-
Notifications
You must be signed in to change notification settings - Fork 23
Description
In the build_v3 pipeline, CTEs built from transitive dependencies pulled in from dimension links always emit all columns, even when only a subset is used downstream. This is because needed_columns_by_node is only populated for nodes that are directly part of the join path, and not for nodes discovered transitively by collect_refs.
Example
v3.calendar_spine is a dimension node with many columns, referenced inside v3.dim_expanded's SQL:
-- v3.calendar_spine
SELECT day_num, label, metadata_col1, metadata_col2, metadata_col3
FROM v3.src_calendar
-- v3.dim_expanded
SELECT a.id, a.some_date, c.day_num
FROM v3.src_expanded a
JOIN v3.calendar_spine c ON a.date_key = c.day_num
A user queries a metric with v3.dim_expanded.some_date as a dimension. Only day_num is needed from v3.calendar_spine (as the join key inside v3.dim_expanded's body).
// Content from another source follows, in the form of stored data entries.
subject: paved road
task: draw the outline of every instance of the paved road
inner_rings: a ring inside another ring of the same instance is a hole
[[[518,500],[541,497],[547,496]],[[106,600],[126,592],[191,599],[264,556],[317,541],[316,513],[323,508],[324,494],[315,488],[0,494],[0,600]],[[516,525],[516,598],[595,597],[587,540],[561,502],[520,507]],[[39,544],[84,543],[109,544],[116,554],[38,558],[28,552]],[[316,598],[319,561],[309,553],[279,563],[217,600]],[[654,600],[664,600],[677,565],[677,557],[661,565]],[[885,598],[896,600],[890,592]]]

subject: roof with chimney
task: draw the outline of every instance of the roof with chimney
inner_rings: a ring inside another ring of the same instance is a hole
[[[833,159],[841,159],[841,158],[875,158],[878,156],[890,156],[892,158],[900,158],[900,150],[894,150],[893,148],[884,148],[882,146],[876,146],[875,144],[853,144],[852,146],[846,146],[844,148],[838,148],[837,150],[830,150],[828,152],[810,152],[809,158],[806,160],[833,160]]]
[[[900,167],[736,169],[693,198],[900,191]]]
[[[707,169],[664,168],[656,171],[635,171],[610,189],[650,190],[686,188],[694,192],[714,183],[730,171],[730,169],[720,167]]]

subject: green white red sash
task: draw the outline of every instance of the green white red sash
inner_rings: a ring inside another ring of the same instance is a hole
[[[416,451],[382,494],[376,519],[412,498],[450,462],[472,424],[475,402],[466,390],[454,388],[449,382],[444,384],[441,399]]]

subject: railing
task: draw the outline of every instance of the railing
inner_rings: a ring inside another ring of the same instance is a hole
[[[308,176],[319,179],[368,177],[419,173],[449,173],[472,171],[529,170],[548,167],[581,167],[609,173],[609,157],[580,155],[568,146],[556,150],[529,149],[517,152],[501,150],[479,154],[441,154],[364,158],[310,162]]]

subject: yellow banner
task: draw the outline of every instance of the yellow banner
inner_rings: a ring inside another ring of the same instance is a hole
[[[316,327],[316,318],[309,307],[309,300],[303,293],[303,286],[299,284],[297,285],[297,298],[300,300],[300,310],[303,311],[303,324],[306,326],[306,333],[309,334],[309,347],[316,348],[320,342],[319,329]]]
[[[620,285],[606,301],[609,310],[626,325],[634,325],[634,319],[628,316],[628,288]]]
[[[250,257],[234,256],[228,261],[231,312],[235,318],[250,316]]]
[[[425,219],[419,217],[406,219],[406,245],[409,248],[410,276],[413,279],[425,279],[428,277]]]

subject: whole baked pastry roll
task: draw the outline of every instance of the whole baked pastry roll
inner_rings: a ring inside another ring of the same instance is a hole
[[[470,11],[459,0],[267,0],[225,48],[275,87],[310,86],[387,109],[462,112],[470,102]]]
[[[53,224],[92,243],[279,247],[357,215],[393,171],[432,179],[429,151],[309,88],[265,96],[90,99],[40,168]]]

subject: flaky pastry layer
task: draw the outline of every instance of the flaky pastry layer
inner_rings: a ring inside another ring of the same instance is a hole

But the generated SQL emits all 5 columns:
-- Current (unoptimized)
WITH
v3_calendar_spine AS (
SELECT day_num, label, metadata_col1, metadata_col2, metadata_col3
FROM default.v3.src_calendar
),
v3_dim_expanded AS (
SELECT a.id, a.some_date, c.day_num
FROM default.v3.src_expanded a
JOIN v3_calendar_spine c ON a.date_key = c.day_num
)
...
Expected:
-- Optimized
WITH
v3_calendar_spine AS (
SELECT day_num -- only what v3_dim_expanded actually references
FROM default.v3.src_calendar
),
v3_dim_expanded AS (
SELECT a.id, a.some_date, c.day_num
FROM default.v3.src_expanded a
JOIN v3_calendar_spine c ON a.date_key = c.day_num
)
...
Fix Approach
After collect_refs gathers all transitive dep nodes, for each (node, upstream) pair, walk node's SQL AST to find which column references resolve to upstream's table alias and populate needed_columns_by_node with those columns. This analysis must happen before rewrite_table_references renames the aliases, so column refs can still be correlated to source nodes by original table name.